IT Matters: Driving Research and Discovery
Kevin Boyd, associate vice president and CIO, welcomed Rob Gardner and Robert Grossman for an engaging conversation on research and high performance computing. The guests shared their perspectives on the importance and role of institutions like UChicago in supporting and driving research and discovery.
About the Speakers
Rob Gardner is a Research Professor in the Enrico Fermi Institute at the University of Chicago working on computing and analytics for big science. He is Principal Investigator of the NSF-funded SLATE project which federates Kubernetes edge clusters in the national cyberinfrastructure. He co-leads the US ATLAS Computing Facility, a collaboration of 10 universities and two U.S. Department of Energy laboratories providing computational and data services to the ATLAS collaboration at the CERN Large Hadron Collider (LHC) in Geneva, Switzerland. He leads the Scalable Systems Laboratory of the newly created NSF Institute for Research and Innovation in Software for High Energy Physics (IRIS-HEP) with focus on novel data organizational methods, data delivery services and analysis platforms for the high luminosity upgrade of the LHC in 2026. His lab also builds advanced cyberinfrastructure supporting forefront scientific collaborations including the XENON, South Pole Telescope, VERITAS, LIGO and IceCube experiments.

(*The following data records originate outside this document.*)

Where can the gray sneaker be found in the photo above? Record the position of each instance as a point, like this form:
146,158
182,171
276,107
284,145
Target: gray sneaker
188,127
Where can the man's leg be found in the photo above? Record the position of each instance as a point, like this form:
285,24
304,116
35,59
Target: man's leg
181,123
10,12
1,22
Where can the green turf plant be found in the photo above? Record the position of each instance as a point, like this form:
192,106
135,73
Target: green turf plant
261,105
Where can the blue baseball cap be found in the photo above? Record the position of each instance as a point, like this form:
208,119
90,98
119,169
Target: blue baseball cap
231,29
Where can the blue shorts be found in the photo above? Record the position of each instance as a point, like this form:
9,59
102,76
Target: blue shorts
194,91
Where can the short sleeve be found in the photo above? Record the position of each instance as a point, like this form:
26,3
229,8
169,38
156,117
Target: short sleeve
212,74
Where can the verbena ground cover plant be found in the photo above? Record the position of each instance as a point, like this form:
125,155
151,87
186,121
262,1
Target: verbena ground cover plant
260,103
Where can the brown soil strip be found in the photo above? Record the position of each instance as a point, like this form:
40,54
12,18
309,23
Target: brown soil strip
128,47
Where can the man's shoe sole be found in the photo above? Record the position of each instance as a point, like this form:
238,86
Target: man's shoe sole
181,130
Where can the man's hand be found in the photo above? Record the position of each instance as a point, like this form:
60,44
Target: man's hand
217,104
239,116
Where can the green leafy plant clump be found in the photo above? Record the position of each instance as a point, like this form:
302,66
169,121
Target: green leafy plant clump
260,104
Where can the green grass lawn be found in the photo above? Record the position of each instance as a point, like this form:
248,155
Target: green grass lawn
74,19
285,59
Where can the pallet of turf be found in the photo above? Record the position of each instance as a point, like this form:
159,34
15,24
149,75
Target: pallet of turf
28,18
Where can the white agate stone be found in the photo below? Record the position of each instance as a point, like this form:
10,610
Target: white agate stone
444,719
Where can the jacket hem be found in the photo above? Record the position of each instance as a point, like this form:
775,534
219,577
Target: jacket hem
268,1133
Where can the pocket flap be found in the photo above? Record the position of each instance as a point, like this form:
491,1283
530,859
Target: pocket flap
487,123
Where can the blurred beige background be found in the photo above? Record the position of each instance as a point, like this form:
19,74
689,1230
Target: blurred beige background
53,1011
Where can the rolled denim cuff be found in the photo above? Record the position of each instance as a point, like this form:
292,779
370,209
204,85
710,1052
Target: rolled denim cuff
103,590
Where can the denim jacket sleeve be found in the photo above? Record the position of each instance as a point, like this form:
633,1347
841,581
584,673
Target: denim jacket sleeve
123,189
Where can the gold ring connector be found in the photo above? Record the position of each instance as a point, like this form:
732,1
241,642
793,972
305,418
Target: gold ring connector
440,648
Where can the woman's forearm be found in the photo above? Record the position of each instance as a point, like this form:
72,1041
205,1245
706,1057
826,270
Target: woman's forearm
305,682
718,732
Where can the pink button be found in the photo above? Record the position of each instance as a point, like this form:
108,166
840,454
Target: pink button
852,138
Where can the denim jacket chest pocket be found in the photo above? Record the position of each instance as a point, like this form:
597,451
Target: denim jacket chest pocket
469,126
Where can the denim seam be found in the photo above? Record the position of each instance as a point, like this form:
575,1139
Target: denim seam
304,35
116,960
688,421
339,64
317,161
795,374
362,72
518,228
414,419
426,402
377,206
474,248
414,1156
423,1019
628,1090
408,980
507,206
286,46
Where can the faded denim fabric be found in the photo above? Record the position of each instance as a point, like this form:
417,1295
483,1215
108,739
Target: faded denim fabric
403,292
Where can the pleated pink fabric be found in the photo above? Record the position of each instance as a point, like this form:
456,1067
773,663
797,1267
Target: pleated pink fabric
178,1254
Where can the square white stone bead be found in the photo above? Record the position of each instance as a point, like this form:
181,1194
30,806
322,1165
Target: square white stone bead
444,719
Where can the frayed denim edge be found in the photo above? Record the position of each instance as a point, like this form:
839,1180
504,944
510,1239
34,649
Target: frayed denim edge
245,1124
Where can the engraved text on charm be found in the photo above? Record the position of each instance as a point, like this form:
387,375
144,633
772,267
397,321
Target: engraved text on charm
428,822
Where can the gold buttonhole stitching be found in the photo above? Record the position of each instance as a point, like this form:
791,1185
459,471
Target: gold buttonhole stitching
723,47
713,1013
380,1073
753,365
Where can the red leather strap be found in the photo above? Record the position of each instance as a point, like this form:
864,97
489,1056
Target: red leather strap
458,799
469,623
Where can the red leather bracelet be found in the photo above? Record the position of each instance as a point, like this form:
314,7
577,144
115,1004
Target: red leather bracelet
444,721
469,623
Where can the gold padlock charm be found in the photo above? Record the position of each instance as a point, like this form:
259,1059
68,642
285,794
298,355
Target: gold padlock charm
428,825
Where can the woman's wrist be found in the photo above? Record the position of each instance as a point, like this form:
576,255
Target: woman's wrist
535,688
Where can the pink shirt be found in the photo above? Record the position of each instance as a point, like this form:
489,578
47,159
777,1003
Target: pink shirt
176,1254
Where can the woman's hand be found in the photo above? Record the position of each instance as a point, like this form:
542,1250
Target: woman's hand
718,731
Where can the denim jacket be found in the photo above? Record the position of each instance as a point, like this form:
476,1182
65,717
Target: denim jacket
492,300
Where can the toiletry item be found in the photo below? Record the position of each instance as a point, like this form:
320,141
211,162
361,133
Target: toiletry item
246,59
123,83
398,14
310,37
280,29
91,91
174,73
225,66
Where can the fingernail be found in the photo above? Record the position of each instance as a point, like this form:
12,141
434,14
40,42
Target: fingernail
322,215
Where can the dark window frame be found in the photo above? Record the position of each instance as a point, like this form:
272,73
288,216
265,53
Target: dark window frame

Robert Grossman is a faculty member in the section of Genetic Medicine, as well as the chief research informatics officer for the Division of the Biological Sciences. He is also a senior fellow in the Computation Institute and the Institute for Genomics and Systems Biology. His research group focuses on bioinformatics, data mining, cloud computing, data intensive computing, and related areas. He is also the founder of Open Data Group, which has provided strategic consulting and outsourced services in analytics since 2002, specializing in building predictive models over big data. His current research is focused on bioinformatics, especially developing systems, applications, and algorithms so that large data sets of genomics data can be integrated with phenotype information extracted from electronic medical records and analyzed to deepen our understanding of diseases.